The following is a summary of ASHP-supported provisions incorporated in the H.R. 6 bill. A full section-by-section summary can be found here:

  • Prevention of overdoses in the Emergency Department (ED) — Improvement of substance screening and treatment for substance-use disorder (SUD) patients in the ED, including the use of recovery coaches after a non-fatal overdose and a grant program to promote integrated models of care for non-fatal overdose patients (Section 7081). ASHP strongly supports team-based care that includes pharmacists.
  • Initiation of opioid alternative programs in the ED Initiation of protocols to manage pain using non-opioid alternatives in the ED including training for hospital personnel and use of best practices for prescribing and treatment with opioid alternatives (Section 7091)
  • Requirement of an opioid addiction history noted in patient’s history — A requirement for HHS to create a system that displays SUD treatment in electronic health records (Section 7051).
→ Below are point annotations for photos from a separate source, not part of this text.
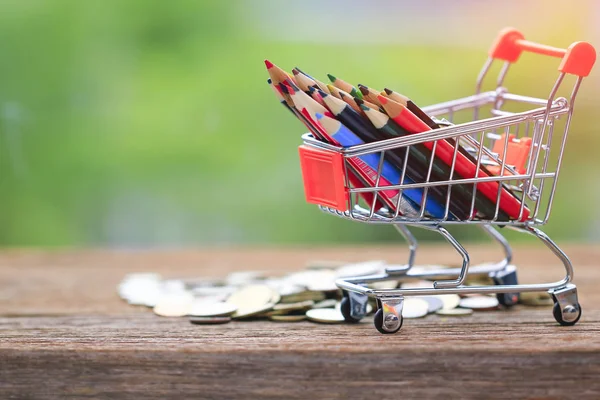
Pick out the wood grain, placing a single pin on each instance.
(64, 333)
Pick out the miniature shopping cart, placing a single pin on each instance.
(516, 155)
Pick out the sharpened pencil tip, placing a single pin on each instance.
(285, 88)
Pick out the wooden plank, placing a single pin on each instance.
(65, 333)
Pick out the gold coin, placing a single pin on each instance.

Pharmacists will also have access to these records.
  • IMD Care Act — A lift to the 16-bed restriction, including an expansion to Medicaid reimbursement for up to 30 days in patients between 21 and 64 years old receiving SUD treatment (Section 5052)
  • Grants that will support access to SUD treatment — Authorization of grants to develop programs that help practitioners obtain medication-assisted treatment (MAT) waivers (Section 3203)
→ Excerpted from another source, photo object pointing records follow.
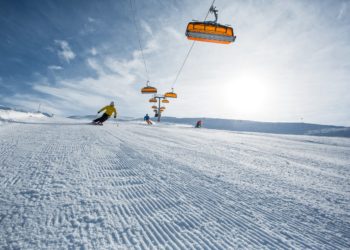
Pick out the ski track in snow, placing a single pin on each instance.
(139, 187)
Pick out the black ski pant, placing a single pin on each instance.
(102, 119)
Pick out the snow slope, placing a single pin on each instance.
(130, 186)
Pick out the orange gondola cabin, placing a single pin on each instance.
(210, 31)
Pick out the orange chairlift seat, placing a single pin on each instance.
(171, 94)
(153, 100)
(210, 31)
(148, 89)
(165, 101)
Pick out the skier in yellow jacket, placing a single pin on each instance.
(109, 110)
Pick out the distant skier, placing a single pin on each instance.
(109, 110)
(198, 124)
(147, 119)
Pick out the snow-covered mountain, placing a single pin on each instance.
(132, 186)
(265, 127)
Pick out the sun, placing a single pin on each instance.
(247, 97)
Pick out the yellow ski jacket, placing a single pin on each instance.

  • Pharmacy-delivered controlled substances by injection or implantation — Authorization for pharmacies to deliver SUD injectable or implantable medications to healthcare providers (Section 3204)
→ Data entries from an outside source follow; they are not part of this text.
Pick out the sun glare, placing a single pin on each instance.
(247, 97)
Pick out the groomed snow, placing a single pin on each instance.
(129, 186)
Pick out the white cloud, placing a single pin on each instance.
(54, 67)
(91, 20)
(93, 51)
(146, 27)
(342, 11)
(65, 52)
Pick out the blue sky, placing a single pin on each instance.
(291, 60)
  • Medication access expansion in an inpatient setting — An expansion of Medicaid reimbursement for providers in inpatient settings who treat opioid use disorder with two types of medicines (Section 5052). States may expand Medicaid coverage to include additional services such as outpatient and community-based substance use disorder treatment; evidence-based recovery and support services; clinically directed therapeutic treatment to facilitate recovery skills, relapse prevention, and emotional coping strategies; outpatient medication-assisted treatment, related therapies, and pharmacology; counseling and clinical monitoring. ASHP is encouraged by this expansion as pharmacists can play a key role in these areas. Further, a January 2017 guidance by CMS urged state Medicaid programs to utilize pharmacists to combat the opioid crisis, as did a 2015 report from the National Governors Association.
  • Safety packaging and disposal features — FDA requirement to manufacturing companies to package certain opioids that will allow a set duration of treatment, such as blister packs with 3- or 7-day limitations. This provision also addresses FDA’s authority to require manufacturing companies to provide safe opioid disposal options for unused opioids. (Section 3032)

Where ASHP Stands

ASHP remains supportive of H.R. 6 and its provisions aimed at opioid abuse treatment, recovery, training, and education. The legislation will help fulfill a public health need to address the opioid crisis. ASHP has been engaged with key congressional committees in support of the provisions listed above, and will continue to work with federal agencies and states on implementation. Pharmacists can help fight the opioid epidemic by managing and optimizing the impact of medications, reviewing medications to tailor care plans to patient needs, providing recommendations for non-opioid pain management alternatives, and educating patients regarding opioids. ASHP is encouraged by the expansion of Medicaid coverage for opioid treatment, and we believe there may be opportunities through state scopes of practice and state Medicaid programs to further advance the patient care role of pharmacists.

During the legislative process, ASHP requested on numerous occasions that pharmacists be included in the expanded list of recognized providers who can manage MAT and we will continue to advocate for their inclusion.